11. Occorre rilevare che la CTR è pervenuta al rigetto dell’appello, osservando che: a) non tutti i conti erano intestati alla Società; b) era provato che le maggiori entrate costituivano, per lo più, partite di giro necessarie par pagare gli artisti stranieri; c) il decreto di archiviazione del giudice penale del procedimento a carico del legale rappresentante della Società confermava tale conclusione.
12. Procedendo, perché logicamente prioritaria, alla valutazione congiunta dei motivi terzo e quarto, relativi alla proposizione sub b) del precedente punto 11, gli stessi sono inammissibili per violazione dell’art. 366 bis c.p.c., applicabile ratione temporis. 13. In base a tale norma, la censura con cui si deduce il motivo di cui al n. 5 dell’art. 360 c.p.c., deve all’esito della sua illustrazione esser corredata dall’esposizione chiara e sintetica del fatto controverso, in relazione al quale la motivazione si assume rispettivamente, omessa, contraddittoria, o inidonea a giustificare la decisione (cri. Cass. n. 4556 del 2009) non essendo sufficiente che lo stesso sia rilevabile dal complesso della censura proposta (cfr, Cass. n 18946 del 2009, 24255 del 2011), 14. Nella specie, peraltro, a fronte di una motivazione congrua, ancorché succinta, la ricorrente si limita a censurare la valutazione del materiale probatorio effettuata dai giudici d’appello con affermazioni inammissibilmente tendenti ad una nuova valutazione delle prove e dei fatti.

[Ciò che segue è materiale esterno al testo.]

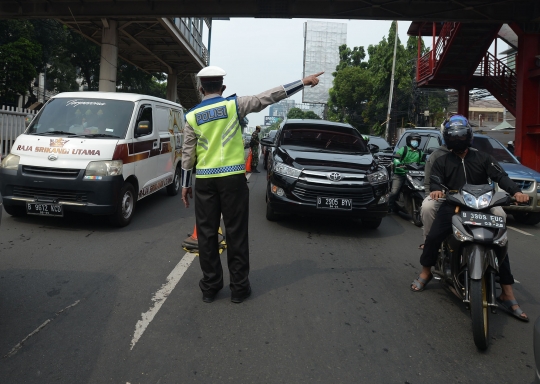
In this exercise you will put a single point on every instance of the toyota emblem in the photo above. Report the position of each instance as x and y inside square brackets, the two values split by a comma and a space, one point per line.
[335, 176]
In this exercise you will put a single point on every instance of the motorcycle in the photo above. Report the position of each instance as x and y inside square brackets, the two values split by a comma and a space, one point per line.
[469, 258]
[412, 192]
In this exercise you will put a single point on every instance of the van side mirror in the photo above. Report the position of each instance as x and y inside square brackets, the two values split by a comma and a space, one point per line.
[143, 128]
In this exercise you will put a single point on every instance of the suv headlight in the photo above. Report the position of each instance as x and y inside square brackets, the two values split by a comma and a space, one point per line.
[285, 170]
[10, 162]
[378, 177]
[104, 168]
[477, 203]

15. I motivi primo e secondo restano, in conseguenza, assorbiti: la presunzione di cui all’art 51, co 2, del dPR n. 633 del 1972 (che qui rileva venendo in considerazione solo l’IVA) secondo cui i dati e gli elementi risultanti dai conti correnti bancari sono posti a base delle rettifiche e degli accertamenti previsti dal successivo art. 54, è, infatti, a carattere relativo ed ammette la prova contraria, a carico del contribuente, circa la non riferibilità ad operazioni imponibili dei singoli movimenti bancari; prova che la CTR ha ritenuto raggiunta relativamente a tutti i conti verificati -intestati o meno che fossero alla contribuente- con accertamento di fatto inammissibilmente censurato, secondo quanto si è esposto ai punti 12-14.
16. Il quinto motivo è infondato. Le risultanze di un procedimento penale possono esser valutate dal giudice tributario, che può legittimamente porle a base del proprio convincimento, pure se questo processo è destinato a concludersi con una pronuncia non opponibile alle parti del giudizio civile, semprechè le sottoponga ad un’autonoma valutazione (cfr., da ultimo, Cass. n. 6918 del 2013).
17. Tanto si è verificato nella specie, essendosi la CTR limitata a trarre dall’emissione del decreto di archiviazione elementi di conforto della tesi cui era pervenuta, senza ritenersene vincolata né riconoscere a tale atto gli effetti della cosa giudicata, come pare sostenere la ricorrente, con censura che, peraltro, non sembra cogliere la ratio decidendi dell’impugnata sentenza.
18. Il vizio motivazionale dedotto col sesto motivo è inammissibile, perché privo del ed. quesito di fatto. In relazione ad esso valgono le argomentazioni esposte ai punti 12-14.
19. In relazione al tempo in cui si è formata la giurisprudenza, le spese del giudizio vanno interamente compensate tra le parti.
P.Q.M.
Rigetta il ricorso relativo all’IVA, e, decidendo sul ricorso relativo alle imposte dirette, dichiara la nullità dei giudizi di merito, cassa sul punto le sentenze di entrambi i gradi e rinvia le parti ad altra sezione della CTP di Genova. Compensa le spese dell’intero giudizio.